To search for our template in this dataset, we make use of the fact that our template is supposed to be localised (i.e, it quickly drops to zero at distances far enough from the maximum). Therefore, we segment the full dataset into slices of the same size as the template, and compute the Bayes factor for the evidence of the shape vs the evidence of no shape for each of these slices. In effect, this is equivalent to performing a linear search of our localised template through the full dataset.

The log_Bayes for each location (after allowing for truncation at the edges) is plotted below (in blue).
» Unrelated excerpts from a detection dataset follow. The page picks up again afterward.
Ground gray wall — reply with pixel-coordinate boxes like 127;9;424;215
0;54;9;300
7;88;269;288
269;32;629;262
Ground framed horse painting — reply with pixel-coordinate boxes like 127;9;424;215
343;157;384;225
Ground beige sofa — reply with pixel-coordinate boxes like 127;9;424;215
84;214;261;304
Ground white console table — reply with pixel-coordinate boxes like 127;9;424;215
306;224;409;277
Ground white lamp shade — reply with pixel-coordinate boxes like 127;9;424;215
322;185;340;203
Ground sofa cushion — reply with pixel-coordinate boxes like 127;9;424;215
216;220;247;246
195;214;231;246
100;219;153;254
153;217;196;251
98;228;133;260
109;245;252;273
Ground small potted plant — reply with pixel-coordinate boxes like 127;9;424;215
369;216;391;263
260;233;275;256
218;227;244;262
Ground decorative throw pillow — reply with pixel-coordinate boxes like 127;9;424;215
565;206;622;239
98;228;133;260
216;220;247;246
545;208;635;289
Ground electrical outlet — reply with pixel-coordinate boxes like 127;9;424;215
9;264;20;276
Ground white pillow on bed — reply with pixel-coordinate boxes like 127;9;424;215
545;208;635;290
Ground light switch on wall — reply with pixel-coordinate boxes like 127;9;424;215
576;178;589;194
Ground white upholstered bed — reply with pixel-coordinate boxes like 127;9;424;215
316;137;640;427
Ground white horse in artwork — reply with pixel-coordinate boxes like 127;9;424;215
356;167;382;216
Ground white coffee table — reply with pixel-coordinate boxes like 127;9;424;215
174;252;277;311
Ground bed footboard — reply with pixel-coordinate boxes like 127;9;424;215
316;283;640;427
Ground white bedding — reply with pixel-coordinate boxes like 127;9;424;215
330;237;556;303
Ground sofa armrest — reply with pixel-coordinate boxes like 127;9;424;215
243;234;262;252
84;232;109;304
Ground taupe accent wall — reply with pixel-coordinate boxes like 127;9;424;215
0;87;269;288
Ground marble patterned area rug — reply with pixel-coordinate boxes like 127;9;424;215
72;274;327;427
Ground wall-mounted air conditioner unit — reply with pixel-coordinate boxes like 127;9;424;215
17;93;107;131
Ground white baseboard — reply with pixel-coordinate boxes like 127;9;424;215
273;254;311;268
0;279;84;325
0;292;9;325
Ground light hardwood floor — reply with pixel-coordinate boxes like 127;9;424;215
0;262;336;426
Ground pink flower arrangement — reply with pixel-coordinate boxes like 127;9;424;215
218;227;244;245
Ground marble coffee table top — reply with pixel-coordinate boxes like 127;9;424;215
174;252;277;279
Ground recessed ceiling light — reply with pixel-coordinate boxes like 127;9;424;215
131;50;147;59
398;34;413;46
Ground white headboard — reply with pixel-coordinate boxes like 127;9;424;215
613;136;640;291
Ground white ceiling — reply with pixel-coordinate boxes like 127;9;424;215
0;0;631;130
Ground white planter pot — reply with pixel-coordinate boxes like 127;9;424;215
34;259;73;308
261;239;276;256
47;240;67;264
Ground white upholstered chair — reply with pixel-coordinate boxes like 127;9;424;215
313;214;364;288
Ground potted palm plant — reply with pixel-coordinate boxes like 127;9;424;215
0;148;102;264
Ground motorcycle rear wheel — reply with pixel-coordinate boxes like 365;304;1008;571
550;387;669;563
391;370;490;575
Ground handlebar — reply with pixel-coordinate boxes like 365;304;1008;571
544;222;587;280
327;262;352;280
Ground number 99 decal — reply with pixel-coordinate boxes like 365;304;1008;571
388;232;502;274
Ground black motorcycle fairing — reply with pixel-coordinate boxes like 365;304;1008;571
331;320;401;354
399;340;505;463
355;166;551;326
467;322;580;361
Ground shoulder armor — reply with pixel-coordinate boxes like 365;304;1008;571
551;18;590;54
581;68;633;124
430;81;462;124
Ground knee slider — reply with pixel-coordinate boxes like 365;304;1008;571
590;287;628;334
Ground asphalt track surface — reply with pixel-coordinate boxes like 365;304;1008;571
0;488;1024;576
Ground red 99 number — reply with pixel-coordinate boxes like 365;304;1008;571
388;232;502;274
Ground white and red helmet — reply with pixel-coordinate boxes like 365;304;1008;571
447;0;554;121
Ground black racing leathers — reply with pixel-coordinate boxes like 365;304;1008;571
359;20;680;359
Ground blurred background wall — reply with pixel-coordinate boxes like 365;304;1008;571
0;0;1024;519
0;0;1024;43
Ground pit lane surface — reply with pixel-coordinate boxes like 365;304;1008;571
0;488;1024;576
The locations of the centers of our simulated peaks, as previously known, are plotted as well (in black).

bayes = []

template = make_peak(width, 1, 0)
for i in range(width//2, x.shape[0] - width//2):
    temp_shape = x[i -width//2:i +width//2]
    
    bayes.append(-evidence_flat(temp_shape) + evidence_shape(temp_shape, template))

    
plt.figure(1, figsize=(10,4))
plt.xlim(0,1000)
plt.plot(x, 'r')
plt.ylim(-35,135)
plt.ylabel('Intensity')
plt.show()
plt.figure(2, figsize=(10,4))
plt.xlim(0,1000)
plt.ylim(-50,175)
plt.plot(range(width//2, x.shape[0] - width//2),bayes, 'b')
plt.plot(range(x.shape[0]),np.zeros_like(x), 'k', alpha = 0.3)
plt.vlines(start + width//2, -55, 200, 'k', alpha = 0.3)
plt.ylabel('log_Bayes')
plt.show()

The log_Bayes factor is positive where there is more evidence for the presence of the shape, and negative where there is more evidence for its absence. We see that the Bayes factor is locally maximised at the previously known centers for our peaks, thereby showing that this approach can identify and localise features, in this case, Gaussian peaks, present in noisy data.